「じゃあ、コイツは今の話で言う前者ですか? ……それとも、後者?」
 
静まり返る店内に聞こえた諏訪さんの質問に、ゴクリと息を飲む。
 
この答えが、私がずっと気になっていたことの証明になる。
ドクン、と大きく心臓を鳴らし、恐る恐る首を神宮司さんへと回した。
 
どんな答えを聞かされるのだろう。
こんなギャラリーのいる前で、どんな顔していたらいいの……?
 
バクバクと、今にも破裂しそうな自分の心臓。
ギュッと掴まれるように、痛みすら感じる。
 
沈黙が長く感じる。一秒、また一秒と、そのしん、とした時間が伸びる度、視線が徐々に下がっていく。
いよいよ、ただ迷ってるだけの無言ではなさそうだと不安な気持ちが立ち込める。
 
微妙な空気の中、開口したのは諏訪さんだった。

「黙秘するあたり、信用できないな」
 
未だに黙っている神宮司さんに向かって、ひとこと吐き捨てる。
「行くぞ」と促された私は、そのまま神宮司さんを見ることなく外に出てしまった。
 
店を出た直後も、なんだか怖くて振り向くこともできない。
スタスタと帰路を辿る諏訪さんを、小走りで追いかけた。

「諏訪さんっ。

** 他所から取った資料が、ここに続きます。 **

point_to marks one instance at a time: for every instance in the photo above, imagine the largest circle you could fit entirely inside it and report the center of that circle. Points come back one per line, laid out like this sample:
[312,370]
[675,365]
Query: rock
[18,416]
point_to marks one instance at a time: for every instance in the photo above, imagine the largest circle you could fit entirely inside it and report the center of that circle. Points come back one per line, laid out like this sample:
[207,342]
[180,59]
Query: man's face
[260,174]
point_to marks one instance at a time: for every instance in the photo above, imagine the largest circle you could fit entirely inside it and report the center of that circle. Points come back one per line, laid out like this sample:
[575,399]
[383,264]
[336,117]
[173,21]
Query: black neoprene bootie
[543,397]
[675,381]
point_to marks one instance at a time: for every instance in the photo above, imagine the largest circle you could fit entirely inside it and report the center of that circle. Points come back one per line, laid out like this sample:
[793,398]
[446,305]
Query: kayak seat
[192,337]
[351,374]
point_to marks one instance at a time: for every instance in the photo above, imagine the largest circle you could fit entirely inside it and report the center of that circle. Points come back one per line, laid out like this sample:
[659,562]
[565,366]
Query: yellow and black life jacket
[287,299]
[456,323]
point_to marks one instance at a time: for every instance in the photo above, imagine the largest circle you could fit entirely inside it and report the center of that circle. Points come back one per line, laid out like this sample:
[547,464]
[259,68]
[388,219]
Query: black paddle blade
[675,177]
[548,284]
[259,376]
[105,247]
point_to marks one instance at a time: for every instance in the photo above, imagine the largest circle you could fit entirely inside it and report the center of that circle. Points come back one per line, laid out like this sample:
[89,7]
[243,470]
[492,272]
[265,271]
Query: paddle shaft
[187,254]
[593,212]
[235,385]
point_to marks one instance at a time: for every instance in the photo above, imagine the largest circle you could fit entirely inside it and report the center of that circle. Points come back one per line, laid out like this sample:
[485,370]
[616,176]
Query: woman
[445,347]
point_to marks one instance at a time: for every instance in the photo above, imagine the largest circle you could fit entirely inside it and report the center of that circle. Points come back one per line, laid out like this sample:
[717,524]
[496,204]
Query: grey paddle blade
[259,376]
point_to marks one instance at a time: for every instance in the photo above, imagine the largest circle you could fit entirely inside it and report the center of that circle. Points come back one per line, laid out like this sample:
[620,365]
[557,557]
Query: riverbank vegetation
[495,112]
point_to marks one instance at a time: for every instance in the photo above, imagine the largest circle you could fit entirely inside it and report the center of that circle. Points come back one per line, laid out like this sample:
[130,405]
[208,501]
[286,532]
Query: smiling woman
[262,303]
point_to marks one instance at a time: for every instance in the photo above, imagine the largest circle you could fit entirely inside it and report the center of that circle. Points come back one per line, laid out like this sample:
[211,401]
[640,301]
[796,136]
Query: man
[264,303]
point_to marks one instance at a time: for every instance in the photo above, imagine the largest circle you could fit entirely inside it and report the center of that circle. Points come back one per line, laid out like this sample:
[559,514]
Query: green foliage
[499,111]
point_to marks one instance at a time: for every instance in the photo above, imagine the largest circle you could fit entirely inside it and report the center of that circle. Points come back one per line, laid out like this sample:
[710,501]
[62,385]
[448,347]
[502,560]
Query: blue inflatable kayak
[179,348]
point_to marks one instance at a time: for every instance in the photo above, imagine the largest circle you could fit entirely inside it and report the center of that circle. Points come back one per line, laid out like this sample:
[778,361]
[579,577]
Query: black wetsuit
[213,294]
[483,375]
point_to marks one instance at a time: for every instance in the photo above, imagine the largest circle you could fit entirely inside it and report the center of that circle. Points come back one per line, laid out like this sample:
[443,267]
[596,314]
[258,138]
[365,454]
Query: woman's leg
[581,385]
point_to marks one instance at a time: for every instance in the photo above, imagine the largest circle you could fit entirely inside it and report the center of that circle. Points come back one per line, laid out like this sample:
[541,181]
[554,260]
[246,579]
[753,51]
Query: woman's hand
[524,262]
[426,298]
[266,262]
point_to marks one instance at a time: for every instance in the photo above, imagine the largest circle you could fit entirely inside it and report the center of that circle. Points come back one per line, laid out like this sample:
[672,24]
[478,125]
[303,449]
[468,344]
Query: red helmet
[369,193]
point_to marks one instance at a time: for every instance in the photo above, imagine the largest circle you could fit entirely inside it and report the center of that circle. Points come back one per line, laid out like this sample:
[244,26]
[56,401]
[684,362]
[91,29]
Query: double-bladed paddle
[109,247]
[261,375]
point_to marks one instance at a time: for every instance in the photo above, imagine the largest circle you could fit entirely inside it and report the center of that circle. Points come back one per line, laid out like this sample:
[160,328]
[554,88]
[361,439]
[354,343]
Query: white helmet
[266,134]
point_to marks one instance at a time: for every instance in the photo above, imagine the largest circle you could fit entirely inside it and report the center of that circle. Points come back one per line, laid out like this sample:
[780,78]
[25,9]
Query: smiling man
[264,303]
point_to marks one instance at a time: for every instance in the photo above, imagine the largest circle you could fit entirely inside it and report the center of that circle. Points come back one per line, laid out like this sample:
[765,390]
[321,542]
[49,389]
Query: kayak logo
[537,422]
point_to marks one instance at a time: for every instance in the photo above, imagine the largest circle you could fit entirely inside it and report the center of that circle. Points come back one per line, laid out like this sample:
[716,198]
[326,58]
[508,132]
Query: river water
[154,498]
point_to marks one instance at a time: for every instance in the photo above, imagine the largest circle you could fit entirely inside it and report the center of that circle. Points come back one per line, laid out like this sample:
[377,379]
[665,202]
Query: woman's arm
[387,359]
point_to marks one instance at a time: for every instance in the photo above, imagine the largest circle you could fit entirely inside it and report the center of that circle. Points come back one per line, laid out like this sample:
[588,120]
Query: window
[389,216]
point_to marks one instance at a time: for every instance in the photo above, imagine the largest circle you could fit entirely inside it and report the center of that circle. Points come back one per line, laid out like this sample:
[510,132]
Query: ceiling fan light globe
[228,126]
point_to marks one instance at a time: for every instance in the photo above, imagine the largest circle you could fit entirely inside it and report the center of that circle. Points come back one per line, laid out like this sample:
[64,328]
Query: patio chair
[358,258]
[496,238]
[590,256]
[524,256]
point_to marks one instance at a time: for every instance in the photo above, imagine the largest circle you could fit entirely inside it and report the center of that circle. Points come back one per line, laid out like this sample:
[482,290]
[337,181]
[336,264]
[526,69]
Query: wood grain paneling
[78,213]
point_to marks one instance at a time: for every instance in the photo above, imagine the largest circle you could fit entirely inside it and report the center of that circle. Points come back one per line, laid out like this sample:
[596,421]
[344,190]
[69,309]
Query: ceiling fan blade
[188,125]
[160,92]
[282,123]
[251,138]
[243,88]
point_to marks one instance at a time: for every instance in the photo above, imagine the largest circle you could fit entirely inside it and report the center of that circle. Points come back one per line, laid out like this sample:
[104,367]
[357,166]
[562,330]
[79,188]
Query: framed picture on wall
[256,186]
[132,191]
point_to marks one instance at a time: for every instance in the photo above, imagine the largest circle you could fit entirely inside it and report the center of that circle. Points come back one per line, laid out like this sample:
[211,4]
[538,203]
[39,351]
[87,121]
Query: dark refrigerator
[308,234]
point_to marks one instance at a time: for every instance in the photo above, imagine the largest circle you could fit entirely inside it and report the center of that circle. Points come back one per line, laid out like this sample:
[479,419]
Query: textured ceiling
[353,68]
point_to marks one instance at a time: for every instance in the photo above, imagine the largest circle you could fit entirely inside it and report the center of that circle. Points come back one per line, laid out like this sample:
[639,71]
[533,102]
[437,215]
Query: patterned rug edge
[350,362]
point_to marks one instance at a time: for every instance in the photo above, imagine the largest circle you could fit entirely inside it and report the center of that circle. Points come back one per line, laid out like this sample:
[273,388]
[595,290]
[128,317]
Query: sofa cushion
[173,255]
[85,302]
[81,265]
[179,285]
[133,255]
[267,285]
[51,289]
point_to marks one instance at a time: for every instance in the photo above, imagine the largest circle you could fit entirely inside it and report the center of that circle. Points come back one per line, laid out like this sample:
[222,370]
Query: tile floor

なんで、あんなこと言ったりなんか……!」
 
相手が上司だろうと関係ない。
さすがに今日のことは、私が怒りを露わにしてもおかしくないことだったし!
 
ちょっと怒り口調で諏訪さんの背中に投げかける。
それなのに、なんの反応も返ってこなくて、尻すぼみするように付け足した。

「ウチのバイトの子が、なんか言ったんですよね?」
 
閑静な夜の住宅街は静かで、自分の声が震えてることに気づかされる。
 
諏訪さんが、無視するようになにも言ってくれないことが理由じゃない。
胸が切なく締め付けられる痛みの原因――。

それは、神宮司さんの〝沈黙〟だ。